家庭内接触者に対するCOVID-19曝露後予防としてのエンシトレルビル
総合: 88.5革新性: 8インパクト: 0厳密性: 0引用可能性: 0
概要
家庭内接触者2,041例の二重盲検RCTで、エンシトレルビルは発症72時間以内の投与により症候性PCR陽性COVID-19を9.0%から2.9%へ低減(RR 0.33)。有害事象・重篤有害事象はプラセボと同等で、COVID-19関連入院・死亡はなかった。
主要発見
- Day10までの症候性PCR陽性:エンシトレルビル2.9%、プラセボ9.0%(RR 0.33、95%CI 0.22–0.49、P<0.001)。

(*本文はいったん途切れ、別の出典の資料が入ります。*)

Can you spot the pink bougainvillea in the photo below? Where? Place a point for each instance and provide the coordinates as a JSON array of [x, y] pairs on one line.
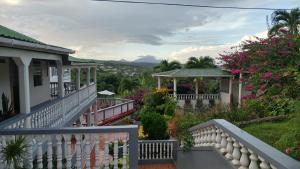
[[235, 71], [264, 61]]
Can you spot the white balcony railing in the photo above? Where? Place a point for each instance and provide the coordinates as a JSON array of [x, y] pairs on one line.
[[81, 148], [196, 96], [117, 109], [56, 113], [240, 148], [157, 150]]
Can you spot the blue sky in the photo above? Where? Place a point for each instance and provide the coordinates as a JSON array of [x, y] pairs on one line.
[[108, 31]]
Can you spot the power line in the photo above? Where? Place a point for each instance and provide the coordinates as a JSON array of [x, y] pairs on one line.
[[192, 5]]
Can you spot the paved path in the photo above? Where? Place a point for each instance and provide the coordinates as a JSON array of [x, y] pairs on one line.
[[201, 158], [157, 166]]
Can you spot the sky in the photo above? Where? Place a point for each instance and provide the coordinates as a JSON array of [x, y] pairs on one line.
[[115, 31]]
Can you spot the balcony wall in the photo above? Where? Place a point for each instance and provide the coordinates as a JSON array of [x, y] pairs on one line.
[[56, 113]]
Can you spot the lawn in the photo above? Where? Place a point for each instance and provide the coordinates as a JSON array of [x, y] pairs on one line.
[[269, 132], [281, 135]]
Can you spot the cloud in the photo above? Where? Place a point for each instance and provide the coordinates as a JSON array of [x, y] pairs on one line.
[[182, 55], [106, 30]]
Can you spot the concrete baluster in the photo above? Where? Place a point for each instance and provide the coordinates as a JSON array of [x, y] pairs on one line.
[[236, 153], [229, 148], [116, 153], [244, 160], [263, 164], [253, 162]]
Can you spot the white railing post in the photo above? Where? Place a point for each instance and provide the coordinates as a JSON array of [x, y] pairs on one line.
[[124, 162], [236, 153], [116, 148], [49, 152]]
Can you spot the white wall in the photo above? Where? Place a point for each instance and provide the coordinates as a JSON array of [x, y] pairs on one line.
[[39, 94], [4, 80]]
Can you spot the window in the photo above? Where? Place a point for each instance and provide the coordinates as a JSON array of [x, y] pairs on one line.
[[37, 73]]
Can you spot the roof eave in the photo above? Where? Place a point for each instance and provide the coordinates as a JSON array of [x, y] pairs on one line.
[[7, 42]]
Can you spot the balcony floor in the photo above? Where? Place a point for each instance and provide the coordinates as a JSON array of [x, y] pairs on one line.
[[157, 166], [202, 158]]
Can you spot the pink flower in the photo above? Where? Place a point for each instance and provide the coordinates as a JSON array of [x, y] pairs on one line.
[[235, 71], [285, 53], [267, 75], [249, 87], [291, 44], [263, 53], [252, 68]]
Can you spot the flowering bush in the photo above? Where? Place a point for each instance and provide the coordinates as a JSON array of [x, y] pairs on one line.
[[270, 65]]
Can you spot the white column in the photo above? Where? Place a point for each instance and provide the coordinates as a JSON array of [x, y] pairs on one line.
[[78, 79], [175, 87], [60, 75], [196, 88], [24, 88], [95, 75], [158, 82], [230, 86], [88, 76], [240, 90]]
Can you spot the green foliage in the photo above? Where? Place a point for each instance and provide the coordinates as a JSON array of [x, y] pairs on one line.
[[7, 107], [155, 126], [187, 142], [186, 121], [128, 84], [166, 66], [169, 108], [280, 106], [201, 62], [14, 152]]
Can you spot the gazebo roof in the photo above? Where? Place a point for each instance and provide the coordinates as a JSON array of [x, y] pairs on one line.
[[207, 72]]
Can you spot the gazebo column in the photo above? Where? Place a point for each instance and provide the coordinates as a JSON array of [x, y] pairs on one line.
[[23, 64], [175, 87], [230, 89], [78, 78], [158, 82], [240, 90], [196, 89]]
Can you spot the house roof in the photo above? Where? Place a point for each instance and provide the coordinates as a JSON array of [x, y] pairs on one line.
[[11, 34], [207, 72], [14, 39], [80, 61]]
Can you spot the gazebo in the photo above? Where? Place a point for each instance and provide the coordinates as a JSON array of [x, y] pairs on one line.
[[226, 96]]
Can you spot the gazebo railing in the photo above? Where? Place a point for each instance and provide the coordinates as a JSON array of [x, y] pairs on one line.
[[196, 96], [240, 148]]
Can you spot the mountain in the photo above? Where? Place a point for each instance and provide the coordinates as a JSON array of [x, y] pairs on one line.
[[147, 59]]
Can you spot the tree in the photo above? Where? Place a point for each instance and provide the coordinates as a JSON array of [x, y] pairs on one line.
[[165, 65], [201, 62], [282, 19], [154, 125]]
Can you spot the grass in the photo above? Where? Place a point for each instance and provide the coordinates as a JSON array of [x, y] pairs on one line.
[[269, 132], [281, 135]]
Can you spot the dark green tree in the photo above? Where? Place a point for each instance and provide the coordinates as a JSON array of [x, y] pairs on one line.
[[201, 62], [165, 65], [282, 19]]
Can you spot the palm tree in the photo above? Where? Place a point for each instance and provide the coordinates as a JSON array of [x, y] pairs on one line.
[[165, 65], [284, 19], [201, 62]]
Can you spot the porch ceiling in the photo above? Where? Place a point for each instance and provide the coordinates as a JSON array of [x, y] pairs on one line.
[[208, 72]]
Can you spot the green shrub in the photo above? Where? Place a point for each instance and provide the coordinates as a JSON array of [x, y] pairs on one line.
[[169, 108], [154, 125], [185, 122], [280, 106]]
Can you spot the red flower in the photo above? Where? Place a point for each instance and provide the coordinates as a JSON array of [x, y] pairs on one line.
[[235, 71], [267, 75], [263, 53], [249, 87]]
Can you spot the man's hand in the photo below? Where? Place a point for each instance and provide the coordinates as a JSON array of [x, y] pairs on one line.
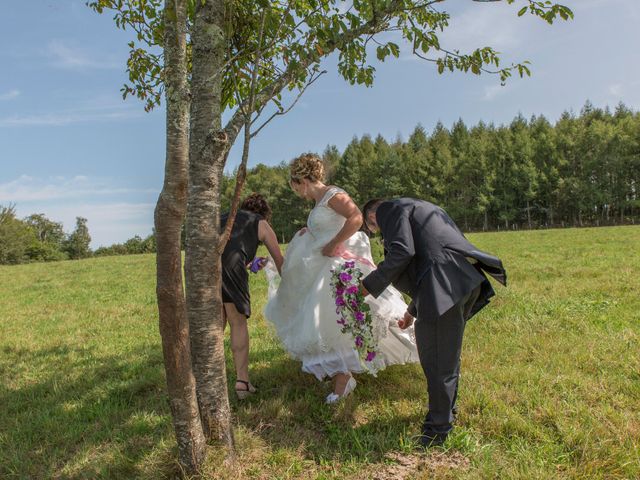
[[406, 321]]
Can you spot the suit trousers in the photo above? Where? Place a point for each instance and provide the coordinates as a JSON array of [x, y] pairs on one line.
[[439, 342]]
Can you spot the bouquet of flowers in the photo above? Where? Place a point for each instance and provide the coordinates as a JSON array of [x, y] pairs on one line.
[[354, 314]]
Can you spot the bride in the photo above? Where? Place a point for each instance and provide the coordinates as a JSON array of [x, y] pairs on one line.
[[302, 308]]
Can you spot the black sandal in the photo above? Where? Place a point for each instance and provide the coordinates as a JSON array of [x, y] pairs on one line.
[[247, 391]]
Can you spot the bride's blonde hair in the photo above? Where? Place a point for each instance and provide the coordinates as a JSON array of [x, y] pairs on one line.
[[307, 165]]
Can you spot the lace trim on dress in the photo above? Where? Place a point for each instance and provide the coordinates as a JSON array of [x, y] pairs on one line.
[[329, 194]]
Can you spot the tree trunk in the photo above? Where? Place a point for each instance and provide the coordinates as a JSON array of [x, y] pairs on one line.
[[169, 214], [208, 148]]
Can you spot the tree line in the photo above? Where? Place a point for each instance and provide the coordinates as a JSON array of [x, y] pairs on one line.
[[582, 171], [36, 238]]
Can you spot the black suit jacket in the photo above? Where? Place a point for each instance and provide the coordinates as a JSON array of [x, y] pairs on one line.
[[424, 249]]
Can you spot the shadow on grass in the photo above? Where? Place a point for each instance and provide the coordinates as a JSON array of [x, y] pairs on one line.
[[289, 412], [82, 415], [77, 414]]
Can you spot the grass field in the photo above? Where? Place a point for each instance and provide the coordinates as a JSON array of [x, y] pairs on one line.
[[550, 384]]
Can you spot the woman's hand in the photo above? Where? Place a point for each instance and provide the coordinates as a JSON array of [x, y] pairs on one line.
[[330, 249], [406, 321]]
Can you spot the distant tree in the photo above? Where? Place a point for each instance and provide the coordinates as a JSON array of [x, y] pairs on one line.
[[77, 243], [49, 242], [15, 237]]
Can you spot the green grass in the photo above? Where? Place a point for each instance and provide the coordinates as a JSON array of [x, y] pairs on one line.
[[550, 384]]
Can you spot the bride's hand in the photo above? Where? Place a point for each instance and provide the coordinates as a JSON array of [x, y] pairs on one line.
[[406, 321], [330, 250]]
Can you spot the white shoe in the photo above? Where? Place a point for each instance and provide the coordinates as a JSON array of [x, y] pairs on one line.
[[349, 387]]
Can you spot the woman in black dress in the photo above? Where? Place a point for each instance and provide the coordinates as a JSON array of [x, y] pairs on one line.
[[249, 229]]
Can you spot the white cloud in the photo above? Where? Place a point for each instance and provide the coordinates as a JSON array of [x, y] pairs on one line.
[[61, 119], [492, 24], [492, 91], [10, 95], [615, 90], [27, 189], [65, 56]]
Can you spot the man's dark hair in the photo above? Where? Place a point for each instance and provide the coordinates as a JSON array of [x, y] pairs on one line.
[[256, 203], [371, 205]]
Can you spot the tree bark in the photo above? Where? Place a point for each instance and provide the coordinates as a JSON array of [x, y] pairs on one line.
[[169, 214], [208, 148]]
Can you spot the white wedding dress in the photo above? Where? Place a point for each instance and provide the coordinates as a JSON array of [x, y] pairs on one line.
[[303, 311]]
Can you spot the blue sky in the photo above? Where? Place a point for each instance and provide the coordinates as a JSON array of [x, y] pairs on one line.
[[69, 145]]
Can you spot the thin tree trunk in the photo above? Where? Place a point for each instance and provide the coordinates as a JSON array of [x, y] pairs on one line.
[[208, 148], [169, 214]]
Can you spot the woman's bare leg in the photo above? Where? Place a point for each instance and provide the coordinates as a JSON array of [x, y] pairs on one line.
[[239, 342]]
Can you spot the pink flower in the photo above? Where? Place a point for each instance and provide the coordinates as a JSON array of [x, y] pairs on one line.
[[352, 289], [345, 277]]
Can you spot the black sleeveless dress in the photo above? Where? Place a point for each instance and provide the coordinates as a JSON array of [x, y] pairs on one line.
[[240, 250]]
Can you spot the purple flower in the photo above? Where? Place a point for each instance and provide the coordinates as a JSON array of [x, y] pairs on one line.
[[352, 289], [345, 277]]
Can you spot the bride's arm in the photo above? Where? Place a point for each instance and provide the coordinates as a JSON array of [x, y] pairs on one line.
[[267, 236], [342, 204]]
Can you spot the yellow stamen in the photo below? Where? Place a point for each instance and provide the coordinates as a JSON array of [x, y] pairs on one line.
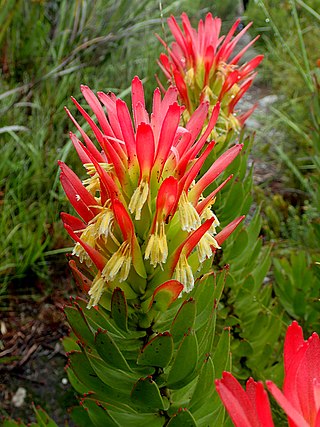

- 有害事象は同程度(15.1%対15.5%)、重篤有害事象は各0.2%、COVID-19関連入院・死亡はなし。
- 無作為化の71.1%は発症48時間以内、37%は重症化リスク因子を有していた。
臨床的意義
エンシトレルビルは発症72時間以内に投与する家庭内曝露後予防の選択肢となり得て、高リスク者での活用やガイドライン改訂を後押しします。
なぜ重要か
経口抗ウイルス薬による家庭内曝露後予防を初めて高品質に示し、安全性も良好であることを明確にしたため重要です。
限界
- 単一国での実施で、変異株や他地域への一般化に限界がある可能性。
- 主要評価はDay10までで、長期転帰や感染伝播への影響は未評価。
今後の方向性
変異株・ワクチン接種状況を含む実臨床での有効性評価、二次感染抑制効果の検証、至適対象集団と投与タイミングの最適化が必要です。
研究情報
- 研究タイプ
- ランダム化比較試験
- 研究領域
- 予防
- エビデンスレベル
- I - 二重盲検プラセボ対照のランダム化比較試験で最上位のエビデンス。